Personal information
- Full name: Arial Benabent Mendy
- Date of birth: 7 November 1994 (age 31)
- Place of birth: Ziguinchor, Senegal
- Height: 1.80 m (5 ft 11 in)
- Position: Left-back

Team information
- Current team: F.C. Ashdod (on loan from Beitar Jerusalem)
- Number: 94

Youth career
- 2009–2013: Diambars FC

Senior career*
- Years: Team / Apps / (Gls)
- 2013–2018: Diambars FC
- 2018–2020: Lens / 25 / (0)
- 2020: → Orléans (loan) / 8 / (1)
- 2020–2021: Servette / 23 / (0)
- 2021–2023: Clermont Foot / 23 / (0)
- 2022–2023: Clermont Foot II / 2 / (0)
- 2023–2025: Grenoble / 46 / (0)
- 2025–: Beitar Jerusalem / 8 / (0)
- 2026–: → F.C. Ashdod (loan) / 10 / (1)

International career^{‡}
- 2017–: Senegal / 4 / (0)

= Arial Mendy =

Senegalese footballer

Arial Benabent Mendy (born 7 November 1994) is a Senegalese professional footballer who plays as a left-back for Israeli Premier League club F.C. Ashdod, on loan from Beitar Jerusalem.

==Career==
In 2017, while playing for Diambars FC, Mendy was capped for Senegal.
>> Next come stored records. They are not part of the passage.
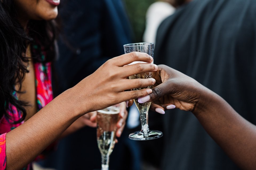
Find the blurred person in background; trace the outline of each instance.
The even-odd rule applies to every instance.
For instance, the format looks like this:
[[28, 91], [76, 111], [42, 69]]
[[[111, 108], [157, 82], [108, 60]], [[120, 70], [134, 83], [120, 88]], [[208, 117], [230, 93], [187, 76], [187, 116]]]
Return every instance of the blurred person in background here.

He made his professional debut with RC Lens in a 2–0 Ligue 2 win over US Orléans on 27 July 2018.

On 7 August 2020, Mendy joined Swiss Super League club Servette FC.

He joined French club Clermont Foot in July 2021.

In January 2023, Mendy joined Grenoble on a two-and-a-half-year deal having agreed to the mutual termination of his Clermont contract.